Djingo as a product concept was first demonstrated in April 2017. A goal at the time was to build a French voice assistant that beat Alexa to market in the country. Since that time, Google Home, Apple HomePod and Amazon Echo smart speakers have launched in France. It will be two years between when the project was announced and Djingo finally goes on sale.

That delay has offered Apple and Amazon about a one-year head-start on building consumer sales and about 20 months for Google. Amazon and Google have also been cultivating the French developer community to build voice apps that extend the value of their products. Media companies, brands, retailers, smart home device makers, and independent developers have already built services for users on Alexa and Google Assistant. Without Alexa integration, Djingo’s feature set might look too anemic for consumers. So, the Alexa integration is a feature parity gambit to improve the attractiveness of the new product.

The Alexa Fallback Strategy

Having Alexa onboard is also a decent fallback strategy for Orange and future Djingo owners. Orange doesn’t know yet whether it can build a robust ecosystem of partners supporting its platform. However, it knows that Amazon already has this in place and if investment in Djingo at some point is no longer justified, the company still has an offering using Alexa. Similarly, a pitch to consumers is simple. “Buy Djingo because it’s going to be great, have better services tailored to users in France, will protect your privacy, and is controlled by your countrymen. And, even if it fails, you still can use the smart speaker as an Alexa device.”

In a conference room, this seems like a safe strategy to implement. In reality, it removes incentives for third parties to support the platform. They can just support Alexa, which they are already doing, and still reach Djingo users. Djingo users, in turn, get access to these third-party Alexa skills along with native Alexa functionality in a user experience that is more cumbersome than just owning an Amazon Echo. The approach seems like a fast-path to becoming an independent Alexa device maker.

Not the First Telecoms in Europe to Have a Voice Assistant

Spanish telecom provider Telefónica earlier this year released its own voice assistant called Aura. That voice assistant is embedded in devices such as set-top boxes and the Movistar Home smart display and includes integration with Google Assistant and Microsoft. However, Telefónica has a narrower ambition for Aura. It is positioning Aura as optimized for certain functions related to services that the company already provides such as media distribution and communications. Everything else will go to Google Assistant or Microsoft to handle because they already have solutions for those consumer needs.

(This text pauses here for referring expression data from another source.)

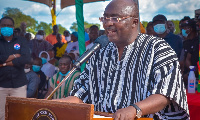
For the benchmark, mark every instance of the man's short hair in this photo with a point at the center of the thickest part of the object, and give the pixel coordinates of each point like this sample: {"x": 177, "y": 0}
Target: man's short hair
{"x": 7, "y": 17}
{"x": 159, "y": 17}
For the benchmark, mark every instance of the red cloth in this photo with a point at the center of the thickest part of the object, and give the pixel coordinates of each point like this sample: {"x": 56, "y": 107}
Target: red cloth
{"x": 194, "y": 105}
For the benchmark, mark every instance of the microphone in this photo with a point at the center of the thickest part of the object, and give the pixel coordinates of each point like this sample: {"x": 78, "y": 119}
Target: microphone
{"x": 100, "y": 42}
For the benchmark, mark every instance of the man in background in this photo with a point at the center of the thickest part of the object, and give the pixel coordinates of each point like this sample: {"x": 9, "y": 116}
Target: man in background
{"x": 135, "y": 74}
{"x": 93, "y": 34}
{"x": 14, "y": 54}
{"x": 52, "y": 37}
{"x": 171, "y": 26}
{"x": 161, "y": 30}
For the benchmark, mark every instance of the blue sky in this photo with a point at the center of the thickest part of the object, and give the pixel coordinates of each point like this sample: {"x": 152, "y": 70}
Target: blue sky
{"x": 172, "y": 9}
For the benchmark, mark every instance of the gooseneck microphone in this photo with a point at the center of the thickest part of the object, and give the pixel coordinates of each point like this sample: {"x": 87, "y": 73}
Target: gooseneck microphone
{"x": 100, "y": 42}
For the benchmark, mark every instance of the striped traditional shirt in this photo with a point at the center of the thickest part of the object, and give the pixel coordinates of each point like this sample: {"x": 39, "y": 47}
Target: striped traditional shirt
{"x": 66, "y": 87}
{"x": 148, "y": 66}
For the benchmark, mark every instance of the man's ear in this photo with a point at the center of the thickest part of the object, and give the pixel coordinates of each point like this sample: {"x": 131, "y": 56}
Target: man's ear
{"x": 135, "y": 22}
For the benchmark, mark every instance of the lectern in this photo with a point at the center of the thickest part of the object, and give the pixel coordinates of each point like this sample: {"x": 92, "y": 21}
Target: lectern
{"x": 41, "y": 109}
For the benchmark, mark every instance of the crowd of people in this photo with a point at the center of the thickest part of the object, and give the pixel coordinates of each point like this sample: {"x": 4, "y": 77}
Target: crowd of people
{"x": 123, "y": 78}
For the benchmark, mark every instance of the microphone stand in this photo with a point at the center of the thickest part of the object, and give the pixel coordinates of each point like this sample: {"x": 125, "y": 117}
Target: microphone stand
{"x": 60, "y": 84}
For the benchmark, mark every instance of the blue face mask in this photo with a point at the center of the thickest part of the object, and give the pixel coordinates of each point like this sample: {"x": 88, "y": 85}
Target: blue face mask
{"x": 7, "y": 31}
{"x": 36, "y": 68}
{"x": 159, "y": 28}
{"x": 64, "y": 74}
{"x": 184, "y": 33}
{"x": 44, "y": 60}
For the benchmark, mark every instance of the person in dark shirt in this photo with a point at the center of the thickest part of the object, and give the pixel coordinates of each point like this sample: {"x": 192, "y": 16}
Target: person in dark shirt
{"x": 57, "y": 46}
{"x": 14, "y": 54}
{"x": 161, "y": 30}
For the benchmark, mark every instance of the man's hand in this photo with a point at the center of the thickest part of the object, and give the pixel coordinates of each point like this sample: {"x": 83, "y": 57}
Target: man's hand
{"x": 128, "y": 113}
{"x": 17, "y": 55}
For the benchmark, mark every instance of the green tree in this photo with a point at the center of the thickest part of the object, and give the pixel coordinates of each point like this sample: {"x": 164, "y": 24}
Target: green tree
{"x": 44, "y": 26}
{"x": 61, "y": 29}
{"x": 19, "y": 17}
{"x": 74, "y": 26}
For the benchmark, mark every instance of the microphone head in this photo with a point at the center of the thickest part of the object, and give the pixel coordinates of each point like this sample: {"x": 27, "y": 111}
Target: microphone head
{"x": 102, "y": 40}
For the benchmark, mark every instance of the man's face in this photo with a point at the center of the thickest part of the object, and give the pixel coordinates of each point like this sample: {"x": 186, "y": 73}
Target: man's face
{"x": 6, "y": 23}
{"x": 64, "y": 65}
{"x": 118, "y": 32}
{"x": 93, "y": 34}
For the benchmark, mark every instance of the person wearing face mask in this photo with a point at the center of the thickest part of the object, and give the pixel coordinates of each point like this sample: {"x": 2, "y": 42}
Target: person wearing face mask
{"x": 191, "y": 47}
{"x": 47, "y": 68}
{"x": 36, "y": 67}
{"x": 33, "y": 81}
{"x": 59, "y": 47}
{"x": 51, "y": 38}
{"x": 67, "y": 35}
{"x": 14, "y": 54}
{"x": 65, "y": 65}
{"x": 161, "y": 30}
{"x": 39, "y": 44}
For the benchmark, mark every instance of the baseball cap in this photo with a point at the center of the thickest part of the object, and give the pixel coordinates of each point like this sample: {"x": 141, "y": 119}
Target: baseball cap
{"x": 159, "y": 17}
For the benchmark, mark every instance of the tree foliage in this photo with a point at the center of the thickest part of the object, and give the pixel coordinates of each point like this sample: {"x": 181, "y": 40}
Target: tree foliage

Orange and Deutsche Telekom justifiably want to control the consumer relationships with the voice assistant and not sit behind a service offered by Google. There is a lot of value to them if they succeed. The challenge is that consumer expectations have already been set around what voice assistants should be able to do and the feature set is very broad. Their competitors in this space are investing billions of dollars annually in their voice assistants with losses subsidized by other very profitable business lines. It is hard to believe two national telecom providers will ever be able to sustain that type of investment and compete. The future of Djingo is more likely to be determined by economics rather than nationalism. The Alexa fallback strategy is most likely the entire strategy, but it will be interesting to see how it plays out. Nationalism is ascendant worldwide and maybe it will work for selling consumer products too.